Yakovlev Issues Budget Warning

By Claire Bigg

A handful of young Yabloko supporters, wearing red wigs in a nod to Chubais and carrying The city budget for 2003, although it was passed in first reading by the Legislative Assembly on Oct. 2, has become the center of heated debate in the corridors of the Mariinsky Palace, following threats from city Governor Vladimir Yakovlev that, should the budget be passed as it stands, he will not sign it.

In an interview broadcast on the TRK Peterburg television station on Tuesday evening, Yakovlev said that he would not sign the 2003 budget if a financial reserve fund for Legislative Assembly lawmakers was one of the items included.

"The governor has always been against the reserve fund," said the governor's spokesperson, Alexander Afanasyev, in a telephone interview on Wednesday. "It is not the place of the legislative branch to spend budget money."

The lawmakers' reserve fund, which was created in 1995, grants lawmakers a certain sum from the city budget to spend in their district at their own discretion. Two percent of all budget spending is divided evenly between the assembly's 50 members. In 2002, this meant about $1.7 million for each deputy.

The reserve fund has been fiercely criticized by a number of lawmakers, other politicians in the city and by the City Audit Chamber for contributing to levels of corruption and financial mismanagement.

But the assembly lawmakers are by no means unanimous in their opposition to the fund.

"Most deputies are in favor of the reserve fund because it allows them to buy their electorate, as well as sometimes serve their own financial interests," Ruslan Linkov, the leader of the Democratic Russia party's local branch, said in an interview on Wednesday.
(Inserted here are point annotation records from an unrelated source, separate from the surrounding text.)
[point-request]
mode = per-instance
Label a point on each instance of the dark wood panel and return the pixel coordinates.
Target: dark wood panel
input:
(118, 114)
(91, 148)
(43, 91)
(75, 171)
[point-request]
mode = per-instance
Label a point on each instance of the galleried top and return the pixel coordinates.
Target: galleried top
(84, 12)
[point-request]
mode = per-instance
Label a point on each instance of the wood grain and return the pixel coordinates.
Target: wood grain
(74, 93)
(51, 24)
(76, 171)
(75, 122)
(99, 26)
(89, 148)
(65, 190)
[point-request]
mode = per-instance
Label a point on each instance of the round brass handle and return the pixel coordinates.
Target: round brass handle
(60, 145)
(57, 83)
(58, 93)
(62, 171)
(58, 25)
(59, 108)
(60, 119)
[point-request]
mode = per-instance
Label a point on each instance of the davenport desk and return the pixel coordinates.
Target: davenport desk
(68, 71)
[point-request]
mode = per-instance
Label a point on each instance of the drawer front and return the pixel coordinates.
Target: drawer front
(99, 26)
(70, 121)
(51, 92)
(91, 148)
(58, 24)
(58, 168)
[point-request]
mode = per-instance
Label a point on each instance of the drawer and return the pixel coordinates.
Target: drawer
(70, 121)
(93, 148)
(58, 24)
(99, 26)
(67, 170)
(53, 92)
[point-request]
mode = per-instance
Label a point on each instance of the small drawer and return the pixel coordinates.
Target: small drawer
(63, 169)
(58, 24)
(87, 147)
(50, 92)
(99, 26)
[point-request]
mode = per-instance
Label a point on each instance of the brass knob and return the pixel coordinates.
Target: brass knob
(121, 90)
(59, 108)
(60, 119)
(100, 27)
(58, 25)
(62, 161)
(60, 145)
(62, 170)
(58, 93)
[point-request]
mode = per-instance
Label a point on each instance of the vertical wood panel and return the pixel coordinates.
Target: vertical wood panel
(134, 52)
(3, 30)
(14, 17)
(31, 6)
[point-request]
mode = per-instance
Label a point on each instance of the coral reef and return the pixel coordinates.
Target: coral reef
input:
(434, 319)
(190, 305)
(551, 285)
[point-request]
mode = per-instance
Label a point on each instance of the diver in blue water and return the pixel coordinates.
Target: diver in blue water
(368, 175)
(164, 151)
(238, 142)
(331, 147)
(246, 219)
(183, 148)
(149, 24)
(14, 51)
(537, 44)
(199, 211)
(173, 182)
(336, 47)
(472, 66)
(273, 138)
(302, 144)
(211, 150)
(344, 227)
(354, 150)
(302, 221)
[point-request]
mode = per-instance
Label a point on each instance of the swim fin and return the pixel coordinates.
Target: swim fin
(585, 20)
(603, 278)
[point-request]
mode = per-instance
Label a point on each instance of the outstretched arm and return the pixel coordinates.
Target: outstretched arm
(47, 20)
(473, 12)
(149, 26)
Every budget Yakovlev has signed since coming into office in 1996 has contained provisions for the reserve fund, so his statements on Tuesday provoked angry reactions from a number of lawmakers, regardless of their own position on the question.

"It is a lie that Yakovlev has always been against the reserve fund for the deputies. He has had opportunities in the past to get rid of it," Boris Vishnyevsky, a leading local Yabloko party member, who is not himself a member of the assembly, said on Wednesday. "Besides, Yakovlev doesn't have the power to [get rid of the fund] at this point in time."
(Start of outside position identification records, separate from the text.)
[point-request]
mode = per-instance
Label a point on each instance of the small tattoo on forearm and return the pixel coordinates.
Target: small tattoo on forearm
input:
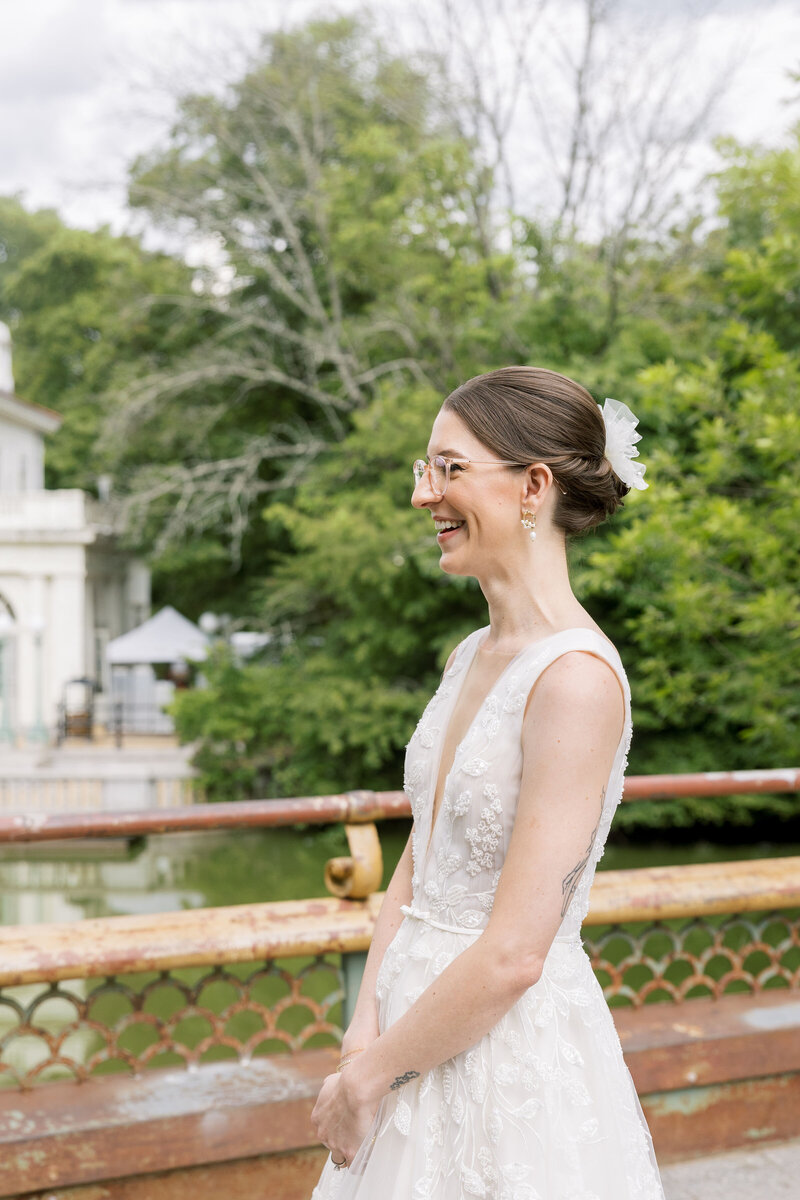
(571, 881)
(403, 1079)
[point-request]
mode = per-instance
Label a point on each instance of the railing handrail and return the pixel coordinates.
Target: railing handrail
(346, 807)
(106, 946)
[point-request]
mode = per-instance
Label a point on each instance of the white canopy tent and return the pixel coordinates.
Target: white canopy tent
(166, 637)
(139, 699)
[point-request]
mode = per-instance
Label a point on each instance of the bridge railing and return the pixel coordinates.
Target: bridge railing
(244, 1007)
(120, 994)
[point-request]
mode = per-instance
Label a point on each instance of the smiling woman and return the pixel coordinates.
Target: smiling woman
(482, 1059)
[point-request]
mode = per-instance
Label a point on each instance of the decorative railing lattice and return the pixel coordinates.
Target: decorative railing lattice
(78, 1029)
(188, 1015)
(683, 959)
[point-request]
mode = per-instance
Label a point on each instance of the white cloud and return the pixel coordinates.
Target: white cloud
(88, 84)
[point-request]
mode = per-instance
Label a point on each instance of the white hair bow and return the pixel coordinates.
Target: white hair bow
(620, 443)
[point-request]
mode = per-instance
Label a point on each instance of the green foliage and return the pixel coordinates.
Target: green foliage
(697, 580)
(368, 273)
(86, 310)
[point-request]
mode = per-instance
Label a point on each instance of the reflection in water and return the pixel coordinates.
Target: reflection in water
(73, 880)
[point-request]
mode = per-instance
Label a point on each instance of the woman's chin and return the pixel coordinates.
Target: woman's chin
(455, 564)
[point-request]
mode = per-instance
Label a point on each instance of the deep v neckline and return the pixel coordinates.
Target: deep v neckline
(479, 711)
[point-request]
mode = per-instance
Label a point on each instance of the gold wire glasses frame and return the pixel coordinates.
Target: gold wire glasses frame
(439, 471)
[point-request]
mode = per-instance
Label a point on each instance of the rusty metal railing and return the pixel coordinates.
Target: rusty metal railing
(132, 993)
(350, 808)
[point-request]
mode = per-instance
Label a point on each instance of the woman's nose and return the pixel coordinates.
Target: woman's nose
(423, 493)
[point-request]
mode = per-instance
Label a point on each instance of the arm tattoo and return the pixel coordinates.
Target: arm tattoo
(571, 881)
(403, 1079)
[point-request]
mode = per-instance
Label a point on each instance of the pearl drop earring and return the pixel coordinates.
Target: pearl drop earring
(529, 522)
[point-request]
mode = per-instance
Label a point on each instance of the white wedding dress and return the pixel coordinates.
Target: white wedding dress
(543, 1107)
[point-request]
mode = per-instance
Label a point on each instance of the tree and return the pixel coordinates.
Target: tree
(337, 195)
(86, 311)
(696, 580)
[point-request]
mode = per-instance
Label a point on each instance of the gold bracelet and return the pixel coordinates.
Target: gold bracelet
(348, 1057)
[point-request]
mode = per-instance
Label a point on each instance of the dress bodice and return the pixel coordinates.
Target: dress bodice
(457, 864)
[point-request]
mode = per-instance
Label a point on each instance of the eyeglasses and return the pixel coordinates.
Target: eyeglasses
(439, 469)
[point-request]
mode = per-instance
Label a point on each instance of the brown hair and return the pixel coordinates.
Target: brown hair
(529, 414)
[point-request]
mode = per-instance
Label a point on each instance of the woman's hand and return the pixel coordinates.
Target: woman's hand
(341, 1119)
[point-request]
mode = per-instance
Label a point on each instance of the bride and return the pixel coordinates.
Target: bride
(482, 1059)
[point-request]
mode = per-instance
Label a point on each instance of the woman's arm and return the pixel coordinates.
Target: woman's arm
(570, 735)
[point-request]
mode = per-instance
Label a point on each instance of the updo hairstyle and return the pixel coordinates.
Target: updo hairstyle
(529, 414)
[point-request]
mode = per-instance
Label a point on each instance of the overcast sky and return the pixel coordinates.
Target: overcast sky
(86, 84)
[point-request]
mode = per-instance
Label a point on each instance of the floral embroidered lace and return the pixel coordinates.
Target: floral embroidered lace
(543, 1108)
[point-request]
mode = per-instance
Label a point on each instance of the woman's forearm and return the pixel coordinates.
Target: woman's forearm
(365, 1015)
(453, 1013)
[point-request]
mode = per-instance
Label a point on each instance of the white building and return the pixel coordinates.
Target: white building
(66, 587)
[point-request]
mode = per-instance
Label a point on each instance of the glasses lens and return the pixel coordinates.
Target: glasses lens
(439, 475)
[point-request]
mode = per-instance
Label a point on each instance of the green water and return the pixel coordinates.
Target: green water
(68, 881)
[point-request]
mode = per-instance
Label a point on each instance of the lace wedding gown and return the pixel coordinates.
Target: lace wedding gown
(543, 1107)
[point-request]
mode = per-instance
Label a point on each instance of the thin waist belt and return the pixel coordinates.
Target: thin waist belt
(419, 915)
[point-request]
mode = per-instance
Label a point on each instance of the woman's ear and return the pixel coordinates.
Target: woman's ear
(534, 485)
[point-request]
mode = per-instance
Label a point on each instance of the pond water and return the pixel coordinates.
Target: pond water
(70, 881)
"Our governor often makes such fine-sounding comments, as if he were a tsar, or even God almighty. Unfortunately for him, he doesn't have supreme power," Vishnyevsky added.

Yabloko has consistently voiced its opposition to the fund's existence, on the grounds that it creates a strong basis for corruption.

Linkov added that the budget also provides the governor with a reserve fund of his own.

"If the governor really wants to get rid of the deputies' reserve fund, then why doesn't he offer to get rid of his own as well?" he said. "At least the deputies have to discuss in parliament how they will spend their reserve fund. The governor's fund is a black hole that enables Yakovlev to spend two percent of the budget as he wishes, without having to consult anyone."

Most political commentators dismiss the governor's comments as just for show, especially since a veto of the budget bill would not ultimately stop it from passing.

"The budget usually ends up receiving the support of about 40 lawmakers, so the Legislative Assembly really doesn't need the governor's signature to pass the budget into law," said the Legislative Assembly deputy and Union of Right Forces (SPS) faction leader Mikhail Brodsky on Thursday.

To override a gubernatorial veto, the assembly would need to pass the legislation again by a two-thirds majority - 34 votes - instead of a simple majority of only 26 deputies.

Brodsky said that he finds it difficult to believe that Yakovev would refuse to sign the budget.

"Yakovlev can't afford to take responsibility for this. He's the one who drafted the budget, so he's going to look pretty bad if he doesn't sign it," he said.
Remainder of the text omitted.